2x^2-8x+16=0
2007-08-23 02:59:40 · 4 answers · asked by Anonymous in Science & Mathematics ➔ Mathematics
doesn't have real solutions but..
2x^2 - 8x + 16 = 0
Get rid of the lead term's coefficient by dividing everything by 2
x^2 - 4x + 8 = 0
Take 8 over to the right
x^2 - 4x = -8
Add half the linear term squared to both sides (in this case 4) to both sides to complete the square on the left
x^2 - 4x + 4 = -8 + 4
x^2 - 4x + 4 = -4
Factor left
(x-2)^2 = -4
Take the square root of both sides and note that these solutions are not real.
x-2 = ± √-4
x = 2 ± √-4
x = 2 ± √-1 √4
x = 2 ± 2i
2007-08-23 03:10:30 · answer #1 · answered by radne0 5 · 0⤊ 0⤋
A little background first
a^2 +2ab +b^2 =(a+b)^2
x^2 -6x+9 =(x-3)^2
If you do enough of these, you can see that the last term is half the middle term squared. And that's the secret to completing the square.WARNING! The coefficient of the square term must be +1 before you start the complete the square process.

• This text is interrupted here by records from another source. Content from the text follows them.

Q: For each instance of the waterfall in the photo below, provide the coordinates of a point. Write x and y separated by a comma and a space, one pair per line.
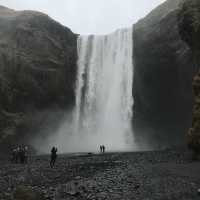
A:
104, 98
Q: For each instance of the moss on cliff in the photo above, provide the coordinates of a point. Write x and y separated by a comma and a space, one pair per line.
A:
189, 28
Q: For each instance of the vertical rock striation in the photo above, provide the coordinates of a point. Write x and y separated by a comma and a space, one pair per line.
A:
189, 27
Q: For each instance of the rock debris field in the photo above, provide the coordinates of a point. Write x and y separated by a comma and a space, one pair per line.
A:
163, 175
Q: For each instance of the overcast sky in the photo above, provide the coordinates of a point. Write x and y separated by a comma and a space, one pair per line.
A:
89, 16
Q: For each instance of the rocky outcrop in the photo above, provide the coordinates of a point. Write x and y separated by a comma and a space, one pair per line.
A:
37, 71
163, 76
189, 26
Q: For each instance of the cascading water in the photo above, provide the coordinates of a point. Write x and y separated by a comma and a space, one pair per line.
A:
104, 99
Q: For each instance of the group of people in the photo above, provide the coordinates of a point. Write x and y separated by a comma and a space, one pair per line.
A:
102, 148
20, 155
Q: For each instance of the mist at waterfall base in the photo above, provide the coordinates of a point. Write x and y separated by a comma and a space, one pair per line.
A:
104, 101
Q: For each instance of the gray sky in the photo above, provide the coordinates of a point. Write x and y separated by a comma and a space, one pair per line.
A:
89, 16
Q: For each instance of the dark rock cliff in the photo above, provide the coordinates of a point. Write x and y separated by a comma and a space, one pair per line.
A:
189, 26
37, 71
163, 76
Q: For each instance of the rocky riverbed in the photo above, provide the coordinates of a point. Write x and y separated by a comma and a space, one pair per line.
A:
168, 174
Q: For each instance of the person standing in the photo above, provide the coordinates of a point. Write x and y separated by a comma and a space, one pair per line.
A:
53, 156
103, 148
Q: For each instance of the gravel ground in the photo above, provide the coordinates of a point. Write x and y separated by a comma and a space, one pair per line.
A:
163, 175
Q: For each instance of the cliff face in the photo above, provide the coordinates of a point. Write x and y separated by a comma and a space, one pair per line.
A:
37, 71
163, 76
189, 26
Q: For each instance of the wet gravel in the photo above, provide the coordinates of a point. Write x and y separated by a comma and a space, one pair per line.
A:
156, 175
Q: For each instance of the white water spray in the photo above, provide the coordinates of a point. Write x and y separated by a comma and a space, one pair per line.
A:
104, 92
104, 100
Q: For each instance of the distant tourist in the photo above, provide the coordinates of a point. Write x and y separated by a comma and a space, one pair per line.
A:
53, 156
103, 149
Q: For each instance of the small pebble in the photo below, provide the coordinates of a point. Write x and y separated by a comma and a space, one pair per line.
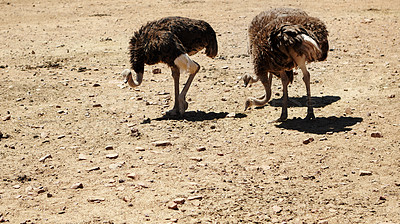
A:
198, 197
76, 186
133, 176
112, 156
307, 141
201, 149
157, 71
6, 118
162, 143
45, 157
231, 115
96, 199
179, 201
197, 159
93, 168
172, 205
365, 173
276, 209
140, 149
376, 135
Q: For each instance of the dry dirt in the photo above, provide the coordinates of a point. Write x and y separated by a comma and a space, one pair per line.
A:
62, 104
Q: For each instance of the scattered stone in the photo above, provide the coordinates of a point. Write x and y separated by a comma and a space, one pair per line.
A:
198, 197
348, 111
140, 149
162, 143
76, 186
135, 132
7, 117
172, 205
40, 190
93, 168
142, 185
376, 135
82, 69
201, 149
109, 147
157, 71
116, 165
197, 159
82, 157
112, 156
276, 209
96, 199
307, 141
133, 176
179, 201
231, 115
365, 173
45, 157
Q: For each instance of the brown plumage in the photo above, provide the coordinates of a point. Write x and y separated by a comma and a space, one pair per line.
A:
280, 40
171, 40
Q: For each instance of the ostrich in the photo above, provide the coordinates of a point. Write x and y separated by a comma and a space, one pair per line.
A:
280, 40
171, 40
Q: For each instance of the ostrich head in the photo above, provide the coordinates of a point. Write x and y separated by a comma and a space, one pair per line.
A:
127, 74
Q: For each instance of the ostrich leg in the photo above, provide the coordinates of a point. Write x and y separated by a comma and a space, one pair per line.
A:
175, 75
306, 79
184, 63
301, 62
183, 105
285, 83
266, 80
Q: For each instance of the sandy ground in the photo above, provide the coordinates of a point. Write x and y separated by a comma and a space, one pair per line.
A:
76, 146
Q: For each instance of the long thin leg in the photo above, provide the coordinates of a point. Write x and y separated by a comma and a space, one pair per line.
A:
175, 76
301, 63
285, 83
183, 105
306, 79
266, 80
184, 63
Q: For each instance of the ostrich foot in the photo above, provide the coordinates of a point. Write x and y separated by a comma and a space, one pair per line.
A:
278, 120
172, 113
183, 105
310, 116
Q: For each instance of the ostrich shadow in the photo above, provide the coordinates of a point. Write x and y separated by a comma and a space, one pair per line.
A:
199, 116
321, 125
318, 102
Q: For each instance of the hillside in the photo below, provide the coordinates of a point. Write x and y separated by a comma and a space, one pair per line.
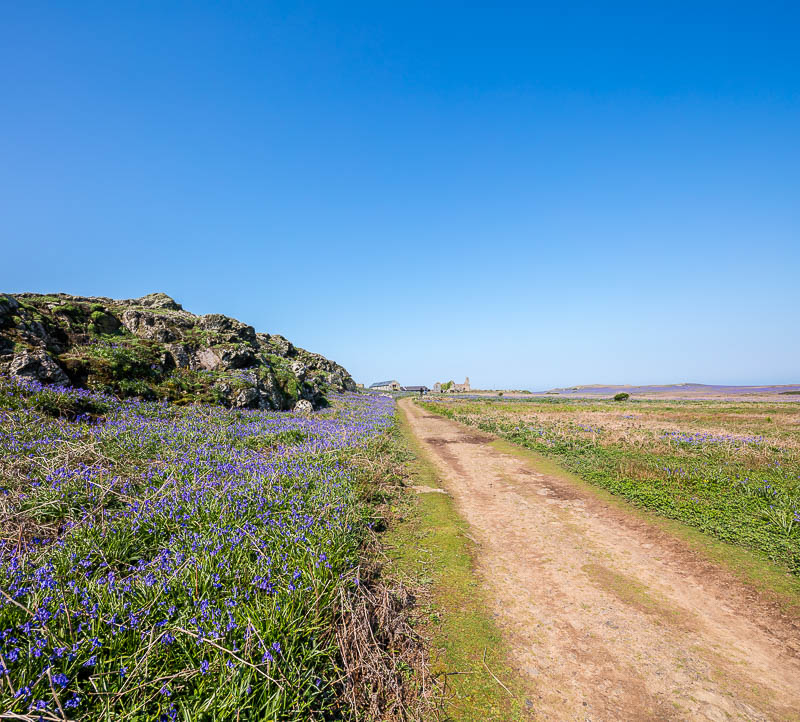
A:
152, 348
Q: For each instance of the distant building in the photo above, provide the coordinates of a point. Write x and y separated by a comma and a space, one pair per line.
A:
386, 386
451, 388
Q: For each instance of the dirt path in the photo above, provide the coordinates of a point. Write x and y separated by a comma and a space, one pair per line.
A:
609, 616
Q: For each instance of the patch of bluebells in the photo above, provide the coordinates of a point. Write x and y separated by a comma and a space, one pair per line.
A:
193, 549
702, 438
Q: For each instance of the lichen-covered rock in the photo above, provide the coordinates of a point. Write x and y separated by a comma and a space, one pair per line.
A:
152, 347
37, 365
157, 300
8, 309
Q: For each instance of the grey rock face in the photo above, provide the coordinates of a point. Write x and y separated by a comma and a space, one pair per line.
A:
8, 308
106, 323
37, 365
157, 300
244, 369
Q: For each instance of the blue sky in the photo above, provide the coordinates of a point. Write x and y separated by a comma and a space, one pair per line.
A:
530, 194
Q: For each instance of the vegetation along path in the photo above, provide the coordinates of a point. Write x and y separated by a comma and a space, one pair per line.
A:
610, 616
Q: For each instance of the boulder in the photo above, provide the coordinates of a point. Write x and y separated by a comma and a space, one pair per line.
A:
151, 325
37, 365
8, 309
228, 327
157, 300
180, 355
105, 322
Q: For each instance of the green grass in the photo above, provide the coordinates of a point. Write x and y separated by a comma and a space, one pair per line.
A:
750, 567
431, 549
730, 481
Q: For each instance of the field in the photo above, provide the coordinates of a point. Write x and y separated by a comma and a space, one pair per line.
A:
729, 469
164, 562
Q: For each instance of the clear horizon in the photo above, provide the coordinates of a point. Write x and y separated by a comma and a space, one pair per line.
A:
534, 197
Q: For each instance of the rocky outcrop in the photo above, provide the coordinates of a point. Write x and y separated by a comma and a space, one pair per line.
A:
152, 347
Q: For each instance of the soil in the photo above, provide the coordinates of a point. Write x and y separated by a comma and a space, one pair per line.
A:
609, 616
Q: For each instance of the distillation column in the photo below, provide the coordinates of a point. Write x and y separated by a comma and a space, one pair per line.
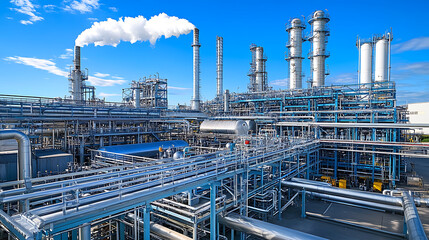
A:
365, 56
382, 57
295, 29
261, 79
318, 53
195, 103
219, 67
75, 78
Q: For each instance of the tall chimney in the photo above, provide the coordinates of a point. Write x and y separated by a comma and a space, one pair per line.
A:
195, 102
219, 67
318, 54
295, 29
76, 78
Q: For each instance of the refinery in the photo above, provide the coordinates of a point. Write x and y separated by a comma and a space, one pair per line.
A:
314, 161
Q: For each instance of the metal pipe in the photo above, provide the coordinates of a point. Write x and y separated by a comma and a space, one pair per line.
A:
219, 66
24, 153
195, 103
160, 230
262, 229
415, 229
396, 201
85, 232
358, 202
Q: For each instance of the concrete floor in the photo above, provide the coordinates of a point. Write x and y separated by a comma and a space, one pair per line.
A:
291, 218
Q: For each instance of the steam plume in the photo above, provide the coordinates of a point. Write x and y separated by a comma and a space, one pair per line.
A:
112, 32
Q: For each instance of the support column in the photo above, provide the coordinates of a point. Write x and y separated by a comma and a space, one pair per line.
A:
213, 220
85, 232
303, 215
146, 220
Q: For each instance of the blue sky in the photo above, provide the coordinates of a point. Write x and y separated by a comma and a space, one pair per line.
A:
37, 33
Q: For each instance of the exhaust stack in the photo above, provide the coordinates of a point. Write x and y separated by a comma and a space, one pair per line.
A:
195, 102
219, 67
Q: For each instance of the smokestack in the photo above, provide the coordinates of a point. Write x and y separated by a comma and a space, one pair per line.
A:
76, 78
219, 66
261, 80
76, 60
318, 21
295, 29
195, 103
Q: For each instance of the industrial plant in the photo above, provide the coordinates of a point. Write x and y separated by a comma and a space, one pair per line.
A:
314, 161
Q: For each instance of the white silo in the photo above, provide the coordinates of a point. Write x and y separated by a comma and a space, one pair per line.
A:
365, 63
381, 59
318, 54
295, 29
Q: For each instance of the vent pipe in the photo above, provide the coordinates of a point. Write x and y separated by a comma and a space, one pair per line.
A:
318, 54
219, 67
195, 103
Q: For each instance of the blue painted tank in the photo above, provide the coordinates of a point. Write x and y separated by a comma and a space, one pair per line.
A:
145, 149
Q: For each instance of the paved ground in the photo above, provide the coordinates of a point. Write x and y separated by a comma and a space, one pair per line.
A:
379, 220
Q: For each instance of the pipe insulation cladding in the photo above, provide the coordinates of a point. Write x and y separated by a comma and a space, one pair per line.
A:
295, 29
318, 53
263, 229
238, 127
145, 149
195, 103
24, 153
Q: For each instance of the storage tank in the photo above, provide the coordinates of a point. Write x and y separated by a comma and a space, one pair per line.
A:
145, 149
381, 60
366, 63
238, 127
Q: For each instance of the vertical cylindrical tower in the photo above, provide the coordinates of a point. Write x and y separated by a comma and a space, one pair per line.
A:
365, 63
295, 28
260, 81
195, 103
318, 54
381, 59
76, 79
219, 67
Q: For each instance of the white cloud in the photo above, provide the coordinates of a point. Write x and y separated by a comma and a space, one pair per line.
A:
68, 54
415, 44
82, 6
42, 64
112, 32
49, 8
27, 8
101, 74
280, 82
421, 68
51, 67
177, 88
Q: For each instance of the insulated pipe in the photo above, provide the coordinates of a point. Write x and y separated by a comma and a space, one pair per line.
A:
262, 229
85, 232
374, 197
160, 230
386, 207
24, 152
415, 229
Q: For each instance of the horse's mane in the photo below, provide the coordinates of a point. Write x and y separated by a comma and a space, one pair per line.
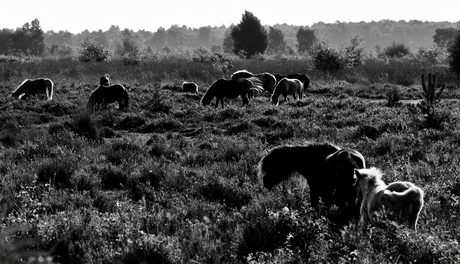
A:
243, 72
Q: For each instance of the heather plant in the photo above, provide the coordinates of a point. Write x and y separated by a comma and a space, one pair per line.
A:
431, 97
326, 57
92, 52
396, 50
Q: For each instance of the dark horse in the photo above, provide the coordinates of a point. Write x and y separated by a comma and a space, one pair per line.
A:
299, 76
106, 95
33, 87
327, 168
230, 89
268, 80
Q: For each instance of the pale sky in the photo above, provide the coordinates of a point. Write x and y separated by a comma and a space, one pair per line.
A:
150, 15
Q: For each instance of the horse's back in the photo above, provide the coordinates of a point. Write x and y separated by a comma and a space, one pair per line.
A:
241, 74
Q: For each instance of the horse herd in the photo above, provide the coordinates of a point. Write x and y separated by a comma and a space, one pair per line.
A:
242, 83
339, 176
335, 175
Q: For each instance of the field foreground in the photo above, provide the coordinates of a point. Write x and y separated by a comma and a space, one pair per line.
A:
171, 181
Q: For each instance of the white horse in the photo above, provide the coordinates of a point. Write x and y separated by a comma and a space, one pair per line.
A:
401, 200
32, 87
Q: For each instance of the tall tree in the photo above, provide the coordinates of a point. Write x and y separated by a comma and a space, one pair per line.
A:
249, 36
305, 39
276, 42
204, 36
454, 54
444, 36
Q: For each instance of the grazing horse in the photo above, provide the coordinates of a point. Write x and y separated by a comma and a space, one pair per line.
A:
287, 87
401, 200
104, 80
230, 89
339, 183
32, 87
299, 76
106, 95
268, 80
189, 87
324, 165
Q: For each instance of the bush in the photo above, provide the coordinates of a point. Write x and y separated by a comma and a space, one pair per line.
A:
326, 57
10, 134
113, 179
397, 50
454, 55
84, 126
91, 52
57, 172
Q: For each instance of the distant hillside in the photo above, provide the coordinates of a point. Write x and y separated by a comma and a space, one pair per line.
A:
412, 33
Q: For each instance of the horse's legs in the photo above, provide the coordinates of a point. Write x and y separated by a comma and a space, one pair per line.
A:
245, 99
414, 214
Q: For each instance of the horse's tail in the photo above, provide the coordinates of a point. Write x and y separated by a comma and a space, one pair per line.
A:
210, 93
274, 166
91, 103
306, 82
412, 194
125, 98
49, 89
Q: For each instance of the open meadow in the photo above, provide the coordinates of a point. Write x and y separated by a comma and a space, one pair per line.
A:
172, 181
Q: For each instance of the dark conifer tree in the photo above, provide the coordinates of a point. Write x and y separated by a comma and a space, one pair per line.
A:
454, 54
249, 35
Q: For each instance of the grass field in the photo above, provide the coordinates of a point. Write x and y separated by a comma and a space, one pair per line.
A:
171, 181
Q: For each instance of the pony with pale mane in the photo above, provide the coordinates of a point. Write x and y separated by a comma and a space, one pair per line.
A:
327, 168
401, 200
34, 87
230, 89
299, 76
267, 80
105, 95
287, 87
189, 87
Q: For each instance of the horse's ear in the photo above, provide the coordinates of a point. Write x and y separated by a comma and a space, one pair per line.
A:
357, 172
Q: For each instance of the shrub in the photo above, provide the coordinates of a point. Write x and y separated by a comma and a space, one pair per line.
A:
91, 52
57, 172
113, 178
131, 121
121, 152
219, 192
326, 57
10, 134
84, 126
397, 50
393, 96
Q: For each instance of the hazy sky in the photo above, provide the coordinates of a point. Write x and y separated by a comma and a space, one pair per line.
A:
76, 16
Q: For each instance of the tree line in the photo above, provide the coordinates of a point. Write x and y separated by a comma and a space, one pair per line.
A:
277, 39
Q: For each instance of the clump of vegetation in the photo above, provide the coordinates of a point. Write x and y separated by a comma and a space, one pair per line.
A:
431, 98
396, 50
57, 172
10, 134
92, 52
83, 125
326, 57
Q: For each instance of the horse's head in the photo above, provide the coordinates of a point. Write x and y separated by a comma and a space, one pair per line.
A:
105, 80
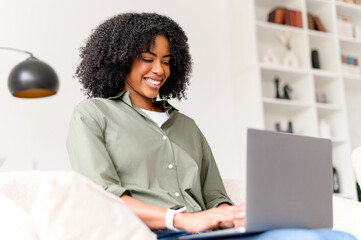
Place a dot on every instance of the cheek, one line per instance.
(167, 71)
(140, 68)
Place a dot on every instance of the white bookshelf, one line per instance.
(252, 37)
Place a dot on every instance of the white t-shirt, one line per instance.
(158, 117)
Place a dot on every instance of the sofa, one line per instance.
(37, 205)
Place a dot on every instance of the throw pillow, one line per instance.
(71, 207)
(14, 221)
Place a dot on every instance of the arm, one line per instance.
(154, 216)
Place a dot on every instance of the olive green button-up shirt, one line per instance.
(116, 145)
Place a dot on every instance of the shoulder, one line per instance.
(93, 106)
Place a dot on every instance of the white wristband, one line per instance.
(169, 216)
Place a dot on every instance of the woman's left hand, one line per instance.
(235, 223)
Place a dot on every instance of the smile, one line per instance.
(153, 82)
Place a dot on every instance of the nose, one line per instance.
(157, 68)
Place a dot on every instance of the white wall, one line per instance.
(33, 132)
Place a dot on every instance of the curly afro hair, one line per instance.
(108, 54)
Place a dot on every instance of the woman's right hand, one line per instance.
(231, 216)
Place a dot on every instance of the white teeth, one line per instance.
(153, 81)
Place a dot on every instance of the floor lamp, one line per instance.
(32, 78)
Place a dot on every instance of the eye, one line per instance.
(147, 60)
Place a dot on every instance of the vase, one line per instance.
(290, 59)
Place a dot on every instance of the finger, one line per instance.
(239, 223)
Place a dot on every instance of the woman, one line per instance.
(145, 151)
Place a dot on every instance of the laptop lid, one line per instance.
(288, 182)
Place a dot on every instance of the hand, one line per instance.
(222, 216)
(235, 223)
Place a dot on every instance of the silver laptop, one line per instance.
(288, 184)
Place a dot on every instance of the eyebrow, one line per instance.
(152, 53)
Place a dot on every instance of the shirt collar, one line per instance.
(124, 96)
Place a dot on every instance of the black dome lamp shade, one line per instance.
(32, 78)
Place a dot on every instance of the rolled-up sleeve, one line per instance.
(87, 150)
(213, 189)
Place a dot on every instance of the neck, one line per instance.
(142, 102)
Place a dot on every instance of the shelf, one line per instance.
(285, 106)
(308, 117)
(325, 109)
(320, 34)
(279, 27)
(350, 40)
(344, 195)
(338, 141)
(355, 77)
(348, 6)
(280, 68)
(324, 73)
(352, 11)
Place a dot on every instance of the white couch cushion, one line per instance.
(14, 221)
(70, 207)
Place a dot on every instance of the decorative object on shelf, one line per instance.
(315, 23)
(286, 92)
(350, 65)
(286, 16)
(290, 58)
(358, 2)
(325, 130)
(32, 78)
(289, 130)
(277, 86)
(321, 97)
(336, 182)
(345, 27)
(270, 57)
(2, 160)
(315, 59)
(357, 32)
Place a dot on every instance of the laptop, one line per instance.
(288, 184)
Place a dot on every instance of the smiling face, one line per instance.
(148, 73)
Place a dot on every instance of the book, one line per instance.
(277, 15)
(319, 25)
(299, 19)
(293, 18)
(287, 19)
(311, 22)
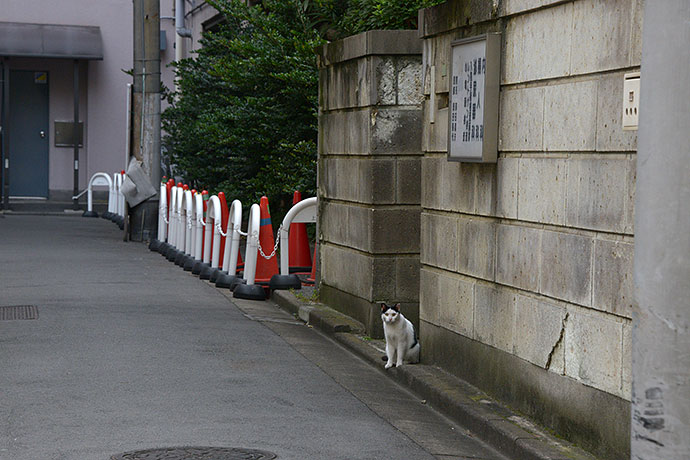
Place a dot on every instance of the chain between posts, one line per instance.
(275, 247)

For your equation, I see that the coefficient of the x^2 term isn't +1, so I must make it so
2x^2-8x+16=0
Divide all terms by 2
2x^2/2 -8x/2 +16/2=0/2
x^2-4x+8=0
Now I'm ready.
A.) Move the constant term to the other side of the equation. x^2 -4x=-8
B.)Take half the x term's coefficient and square it
(-4)/2 squared=(-2)(-2)=4
C.)Add it to BOTH sides of your equation. (if you added it to only one side, you would destroy the original equality of the equation)
x^2-4x+4=-8+4
D.)Tidy up
(x-2)^2=-4
You have "completed the square.
I think I know where this is heading. All quadratic equations can be written in the form ax^2+bx+c=0
Your teacher is going to use the "complete the square" process on ax^2+bx+c to get a formula for solving what x is. If you can complete the square, you will be able to follow the derivation of the formula.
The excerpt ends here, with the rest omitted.